Me levanto y me visto para ir a cazar. No lo he hecho en meses, pero hoy por primera vez tengo deseos de hacerlo. Cuando regreso con dos conejos y una ardilla, me encuentro a Sae cocinándome el desayuno. Ella me mira sorprendida. Quizás ni siquiera se hubiera percatado de que no estaba en la casa. Le entrego lo animales con una casi-sonrisa y me como lo que me preparó. De pronto caigo en cuenta que allí, en mi mesa, hay un par de maravillosos panes de queso. Perfectos, como sólo Peeta sabe hacerlos. Los tomo entre mis manos y los muerdo con los ojos cerrados, disfrutando todo su sabor y aroma.
Cuando abro los ojos, Sae me mira sonriendo. —Ahora entiendo—me dice muy tranquilamente. Y luego se va de la habitación dejándome toda confusa.
Decido no preguntarle, pues sospecho qué intentó insinuarme, pero cuando a media tarde golpean a mi puerta no puedo evitar mostrar mi entusiasmo. Sae le abre a Peeta que entra con su paso pesado y una caja cerrada. La coloca cuidadosamente en una esquina de la sala y se gira hacia mi. Sae se disculpa, balbuceando algo sobre tener que ir a cuidar de su casa, y sale apresuradamente. Yo me quedo mirando embobada al sitio donde estaba Sae hace sólo unos minutos, hasta que de pronto noto que Peeta se está acercando a mi.
—Katniss—me dice. Mi nombre me hace sobresaltar. Lo miro sorprendida, casi como si hubiera olvidado que estaba tan cerca, a sólo un metro de mi—Katniss... Creo que necesitamos conversar.
Lo miro extrañada pero asiento. Me invita a sentarme, algo curioso pues estamos en mi casa, y me comienza contando sobre su tratamiento con el Doctor Aurelius, sobre lo menos frecuente que son sus ataques. Me cuenta las noticias del capitolio sobre Effie y los demás. Hasta menciona que se ha sentido muy bienvenido en el 12 desde que regresó, sólo hace 2 días. De pronto se queda callado.
—Creo que es tu turno—me dice, mirándome tímidamente. Yo titubeo. No sé qué podría contarle. Me he pasado estos meses, ya ni siquiera sé cuántos, en un estado deplorable, sin siquiera saber sobre los demás. Sólo me desperté al sentirlo a él.
—Hoy fui a cazar—le suelto, evitando el asunto. De nuevo el silencio. Él me mira interesado, pero no sé que más agregar—Cacé dos conejos y una ardilla—continúo casi 2 minutos después.
Me mira con tristeza y se levanta—Disculpa, no quiero forzarte—Me vuelvo a levantar bruscamente, mi cuerpo vuelve a quejarse.
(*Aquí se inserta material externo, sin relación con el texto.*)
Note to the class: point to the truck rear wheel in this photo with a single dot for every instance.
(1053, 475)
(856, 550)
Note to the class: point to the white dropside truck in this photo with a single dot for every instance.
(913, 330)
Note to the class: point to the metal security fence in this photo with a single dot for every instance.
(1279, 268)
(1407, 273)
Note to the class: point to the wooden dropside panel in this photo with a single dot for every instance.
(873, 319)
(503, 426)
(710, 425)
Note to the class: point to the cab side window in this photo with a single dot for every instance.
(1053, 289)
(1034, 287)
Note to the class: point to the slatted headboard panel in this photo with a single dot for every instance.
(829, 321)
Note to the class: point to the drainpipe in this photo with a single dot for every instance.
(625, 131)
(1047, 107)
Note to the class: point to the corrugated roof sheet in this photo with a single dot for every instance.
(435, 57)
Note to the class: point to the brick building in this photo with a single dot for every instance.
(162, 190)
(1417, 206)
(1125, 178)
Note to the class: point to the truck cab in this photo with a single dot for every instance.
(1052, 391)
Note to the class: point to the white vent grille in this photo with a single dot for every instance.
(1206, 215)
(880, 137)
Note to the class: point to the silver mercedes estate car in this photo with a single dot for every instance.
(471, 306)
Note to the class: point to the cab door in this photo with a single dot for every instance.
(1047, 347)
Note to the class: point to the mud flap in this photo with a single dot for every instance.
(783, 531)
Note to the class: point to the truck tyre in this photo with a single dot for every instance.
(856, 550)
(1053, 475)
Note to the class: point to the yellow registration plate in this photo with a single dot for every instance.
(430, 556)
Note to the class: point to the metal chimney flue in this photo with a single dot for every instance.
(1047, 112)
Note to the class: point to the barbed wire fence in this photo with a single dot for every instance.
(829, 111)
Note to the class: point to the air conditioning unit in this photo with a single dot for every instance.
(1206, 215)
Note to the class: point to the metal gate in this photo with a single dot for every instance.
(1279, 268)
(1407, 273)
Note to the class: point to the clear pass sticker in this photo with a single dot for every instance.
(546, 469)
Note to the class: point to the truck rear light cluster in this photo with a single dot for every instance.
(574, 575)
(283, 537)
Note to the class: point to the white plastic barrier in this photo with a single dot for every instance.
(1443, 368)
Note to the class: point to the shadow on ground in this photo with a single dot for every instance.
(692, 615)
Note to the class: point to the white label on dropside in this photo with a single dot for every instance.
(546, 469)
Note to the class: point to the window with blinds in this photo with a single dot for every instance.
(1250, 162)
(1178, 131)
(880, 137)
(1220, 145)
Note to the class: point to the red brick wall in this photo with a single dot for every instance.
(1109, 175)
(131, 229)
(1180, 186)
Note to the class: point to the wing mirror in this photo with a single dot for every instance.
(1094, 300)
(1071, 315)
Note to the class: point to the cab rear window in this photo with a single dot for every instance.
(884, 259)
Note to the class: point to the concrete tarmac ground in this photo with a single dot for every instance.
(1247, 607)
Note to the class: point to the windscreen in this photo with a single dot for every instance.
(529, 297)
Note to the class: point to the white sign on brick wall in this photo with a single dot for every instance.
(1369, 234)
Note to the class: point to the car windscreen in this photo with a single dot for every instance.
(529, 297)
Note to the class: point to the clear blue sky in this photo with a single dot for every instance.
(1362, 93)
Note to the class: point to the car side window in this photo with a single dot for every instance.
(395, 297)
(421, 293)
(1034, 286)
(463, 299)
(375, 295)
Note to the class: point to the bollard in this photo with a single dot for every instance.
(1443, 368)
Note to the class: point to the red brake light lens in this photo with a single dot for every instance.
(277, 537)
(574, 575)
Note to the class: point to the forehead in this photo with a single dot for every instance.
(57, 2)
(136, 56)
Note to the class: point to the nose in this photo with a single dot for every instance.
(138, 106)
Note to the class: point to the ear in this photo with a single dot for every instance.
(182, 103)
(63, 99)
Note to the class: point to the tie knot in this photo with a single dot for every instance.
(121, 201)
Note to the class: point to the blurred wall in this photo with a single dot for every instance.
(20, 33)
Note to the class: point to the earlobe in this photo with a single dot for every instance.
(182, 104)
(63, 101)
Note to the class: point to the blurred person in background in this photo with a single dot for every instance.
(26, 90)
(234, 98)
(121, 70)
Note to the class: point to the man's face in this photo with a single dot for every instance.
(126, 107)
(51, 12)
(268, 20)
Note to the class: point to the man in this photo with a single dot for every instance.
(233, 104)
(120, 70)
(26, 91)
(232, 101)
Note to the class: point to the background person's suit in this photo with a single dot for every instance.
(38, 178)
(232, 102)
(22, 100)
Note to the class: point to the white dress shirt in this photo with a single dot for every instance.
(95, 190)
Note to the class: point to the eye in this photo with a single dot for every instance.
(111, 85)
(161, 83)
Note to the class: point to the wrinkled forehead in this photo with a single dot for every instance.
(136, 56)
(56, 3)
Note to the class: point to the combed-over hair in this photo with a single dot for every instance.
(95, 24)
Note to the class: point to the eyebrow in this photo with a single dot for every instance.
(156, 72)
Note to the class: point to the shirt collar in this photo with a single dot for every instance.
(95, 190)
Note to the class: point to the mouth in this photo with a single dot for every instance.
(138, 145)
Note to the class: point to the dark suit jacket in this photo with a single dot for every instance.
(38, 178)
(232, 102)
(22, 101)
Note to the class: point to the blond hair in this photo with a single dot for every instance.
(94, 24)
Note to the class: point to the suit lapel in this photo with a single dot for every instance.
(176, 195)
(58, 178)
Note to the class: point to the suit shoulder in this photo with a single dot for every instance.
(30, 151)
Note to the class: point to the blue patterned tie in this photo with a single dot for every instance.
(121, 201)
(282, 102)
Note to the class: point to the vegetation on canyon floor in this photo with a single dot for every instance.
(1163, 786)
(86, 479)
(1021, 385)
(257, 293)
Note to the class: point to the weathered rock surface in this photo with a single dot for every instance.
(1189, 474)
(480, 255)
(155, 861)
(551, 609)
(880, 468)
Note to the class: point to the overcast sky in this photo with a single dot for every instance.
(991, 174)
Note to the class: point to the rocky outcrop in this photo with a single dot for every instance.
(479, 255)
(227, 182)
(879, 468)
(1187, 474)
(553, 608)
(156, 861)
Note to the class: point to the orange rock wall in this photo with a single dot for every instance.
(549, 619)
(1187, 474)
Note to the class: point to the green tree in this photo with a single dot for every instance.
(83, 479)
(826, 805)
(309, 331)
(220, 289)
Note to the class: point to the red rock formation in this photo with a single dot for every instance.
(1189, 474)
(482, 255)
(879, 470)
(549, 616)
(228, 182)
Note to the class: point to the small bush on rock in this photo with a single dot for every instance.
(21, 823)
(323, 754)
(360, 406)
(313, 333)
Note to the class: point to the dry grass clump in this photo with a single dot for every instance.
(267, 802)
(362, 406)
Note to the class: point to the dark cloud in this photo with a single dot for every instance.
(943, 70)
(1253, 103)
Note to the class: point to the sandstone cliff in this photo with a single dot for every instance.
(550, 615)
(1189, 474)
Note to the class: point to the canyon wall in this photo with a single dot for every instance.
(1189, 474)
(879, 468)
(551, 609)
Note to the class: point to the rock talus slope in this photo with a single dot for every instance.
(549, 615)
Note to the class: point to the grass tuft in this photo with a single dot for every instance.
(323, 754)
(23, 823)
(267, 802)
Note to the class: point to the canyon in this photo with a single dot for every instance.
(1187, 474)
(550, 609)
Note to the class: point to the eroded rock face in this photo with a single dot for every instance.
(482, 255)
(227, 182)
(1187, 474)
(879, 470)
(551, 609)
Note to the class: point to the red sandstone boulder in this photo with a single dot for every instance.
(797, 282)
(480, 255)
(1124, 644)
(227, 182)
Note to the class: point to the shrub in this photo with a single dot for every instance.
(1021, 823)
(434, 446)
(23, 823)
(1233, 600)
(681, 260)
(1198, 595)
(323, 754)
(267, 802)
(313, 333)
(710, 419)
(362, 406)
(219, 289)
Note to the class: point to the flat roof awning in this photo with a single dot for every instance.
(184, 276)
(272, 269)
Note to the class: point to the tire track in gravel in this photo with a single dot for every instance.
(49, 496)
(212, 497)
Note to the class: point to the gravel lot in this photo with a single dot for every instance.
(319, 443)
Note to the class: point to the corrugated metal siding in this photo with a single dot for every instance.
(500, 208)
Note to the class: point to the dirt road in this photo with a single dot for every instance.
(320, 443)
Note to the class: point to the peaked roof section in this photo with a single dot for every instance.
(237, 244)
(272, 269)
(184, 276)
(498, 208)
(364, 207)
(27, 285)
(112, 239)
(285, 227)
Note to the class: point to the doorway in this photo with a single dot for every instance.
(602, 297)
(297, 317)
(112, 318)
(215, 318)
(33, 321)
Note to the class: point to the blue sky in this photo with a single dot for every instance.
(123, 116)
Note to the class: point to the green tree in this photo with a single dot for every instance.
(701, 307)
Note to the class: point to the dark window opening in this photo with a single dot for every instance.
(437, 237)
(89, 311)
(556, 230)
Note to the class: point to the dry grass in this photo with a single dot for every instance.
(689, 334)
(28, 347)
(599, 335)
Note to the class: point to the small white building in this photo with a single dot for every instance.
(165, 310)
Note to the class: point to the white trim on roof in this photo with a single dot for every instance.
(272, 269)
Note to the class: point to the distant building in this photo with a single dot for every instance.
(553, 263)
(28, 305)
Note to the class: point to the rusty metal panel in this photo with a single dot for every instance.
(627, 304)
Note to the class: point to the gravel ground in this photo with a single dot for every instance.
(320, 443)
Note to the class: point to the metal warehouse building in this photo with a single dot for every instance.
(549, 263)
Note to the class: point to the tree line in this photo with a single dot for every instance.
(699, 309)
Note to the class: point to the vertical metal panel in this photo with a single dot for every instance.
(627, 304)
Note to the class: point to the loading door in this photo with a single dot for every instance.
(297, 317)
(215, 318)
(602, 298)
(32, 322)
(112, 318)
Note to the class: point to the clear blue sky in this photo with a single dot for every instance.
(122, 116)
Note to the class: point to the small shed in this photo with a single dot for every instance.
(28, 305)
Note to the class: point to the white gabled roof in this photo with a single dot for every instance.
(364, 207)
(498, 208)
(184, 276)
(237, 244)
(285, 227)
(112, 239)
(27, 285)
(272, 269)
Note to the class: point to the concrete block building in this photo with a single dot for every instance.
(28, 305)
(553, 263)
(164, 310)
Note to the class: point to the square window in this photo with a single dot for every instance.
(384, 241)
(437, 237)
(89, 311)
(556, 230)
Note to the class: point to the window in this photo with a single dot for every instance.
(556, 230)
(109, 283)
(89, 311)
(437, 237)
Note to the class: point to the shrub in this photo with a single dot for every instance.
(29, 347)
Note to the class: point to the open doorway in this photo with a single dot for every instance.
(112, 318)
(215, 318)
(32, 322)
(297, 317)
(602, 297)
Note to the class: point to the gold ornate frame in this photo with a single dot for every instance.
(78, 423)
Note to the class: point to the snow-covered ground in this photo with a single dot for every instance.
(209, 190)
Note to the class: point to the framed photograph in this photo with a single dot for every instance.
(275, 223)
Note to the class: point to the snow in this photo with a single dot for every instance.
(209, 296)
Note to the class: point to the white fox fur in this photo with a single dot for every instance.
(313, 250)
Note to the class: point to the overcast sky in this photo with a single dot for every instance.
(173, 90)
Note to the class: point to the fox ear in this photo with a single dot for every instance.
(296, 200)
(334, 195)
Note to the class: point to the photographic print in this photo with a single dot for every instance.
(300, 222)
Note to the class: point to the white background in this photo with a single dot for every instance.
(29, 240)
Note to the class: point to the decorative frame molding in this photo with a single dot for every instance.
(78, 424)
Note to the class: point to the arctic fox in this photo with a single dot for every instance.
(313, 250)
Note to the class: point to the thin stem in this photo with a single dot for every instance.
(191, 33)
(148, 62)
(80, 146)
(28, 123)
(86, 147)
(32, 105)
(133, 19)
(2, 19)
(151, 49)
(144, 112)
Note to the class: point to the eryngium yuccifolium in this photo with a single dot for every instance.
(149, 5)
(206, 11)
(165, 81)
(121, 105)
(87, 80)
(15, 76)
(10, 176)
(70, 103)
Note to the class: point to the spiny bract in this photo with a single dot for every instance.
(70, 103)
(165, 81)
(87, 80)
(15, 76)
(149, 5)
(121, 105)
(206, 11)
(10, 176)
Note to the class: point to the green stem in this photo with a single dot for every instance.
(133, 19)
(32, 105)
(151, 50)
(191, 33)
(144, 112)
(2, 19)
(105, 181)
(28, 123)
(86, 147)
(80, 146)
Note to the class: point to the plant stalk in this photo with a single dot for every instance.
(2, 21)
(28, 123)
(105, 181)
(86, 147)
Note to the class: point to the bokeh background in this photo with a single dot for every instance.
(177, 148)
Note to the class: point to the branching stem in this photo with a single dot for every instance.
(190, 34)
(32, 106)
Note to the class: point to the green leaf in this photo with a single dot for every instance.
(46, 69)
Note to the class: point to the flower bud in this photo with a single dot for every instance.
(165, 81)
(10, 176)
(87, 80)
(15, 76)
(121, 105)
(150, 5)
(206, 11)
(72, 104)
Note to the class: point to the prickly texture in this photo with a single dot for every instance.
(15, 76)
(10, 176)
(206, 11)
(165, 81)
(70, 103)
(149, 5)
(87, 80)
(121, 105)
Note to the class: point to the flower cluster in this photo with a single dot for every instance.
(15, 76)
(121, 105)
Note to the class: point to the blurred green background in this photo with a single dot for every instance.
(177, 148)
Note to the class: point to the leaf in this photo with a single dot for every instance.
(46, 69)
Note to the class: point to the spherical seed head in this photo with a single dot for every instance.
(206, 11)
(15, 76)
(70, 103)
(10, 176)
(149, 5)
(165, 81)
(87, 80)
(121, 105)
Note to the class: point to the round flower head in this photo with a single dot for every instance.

Peeta me mira sorprendido, quizás sin entender cómo interpretar mis movimientos. Después de un rato hace un gesto de alejarse y yo me abalanzo sobre él.
Esta vez soy yo quien lo abraza y esto lo sorprende, pero no tarda mucho en devolverme el abrazo—Te extrañé—le suelto finalmente y sin poder controlarme me pongo a llorar.
Como toda respuesta me vuelve a sentar en el sillón, sin dejar de abrazarme. Yo no lo suelto en ningún momento, apretando furiosamente mi cabeza contra su pecho, su camisa completamente empapada por mis lágrimas. Una de sus manos se eleva hacia mi cabeza y empieza a acariciarme a través de mi cabello. Eso me calma un poco y aunque sigo llorando, ahora lo hago algo más silenciosamente. Aparto un poco mi cabeza y lo miro. Me encuentro con sus ojos, clavados en mi, completamente absortos en la escena. Peeta se ve algo desconcertado, pero no como la confusión de los ataques. Supongo que ésta no era la respuesta que esperaba a su tranquila conversación.
—Deberías conversar con el Doctor Aurelius—me dice después de largo rato. Me sigue haciendo cariño en mi cabello, manteniendo su vista fija en mis ojos. Yo lo miro de vuelta, aún brotándome lágrimas y asiento. No es que quiera, pero no puedo negármele por algún motivo.
Así que cuando suena mi teléfono, me limpio los ojos con la manga y contesto. La voz del doctor parece sorprendida, pero casi alegre. Peeta me acerca una silla y se despide con señas. Una vez que sale, decido que voy a intentarlo por él. Y le cuento al doctor todo lo que no pude decirle a Peeta hace unos momentos.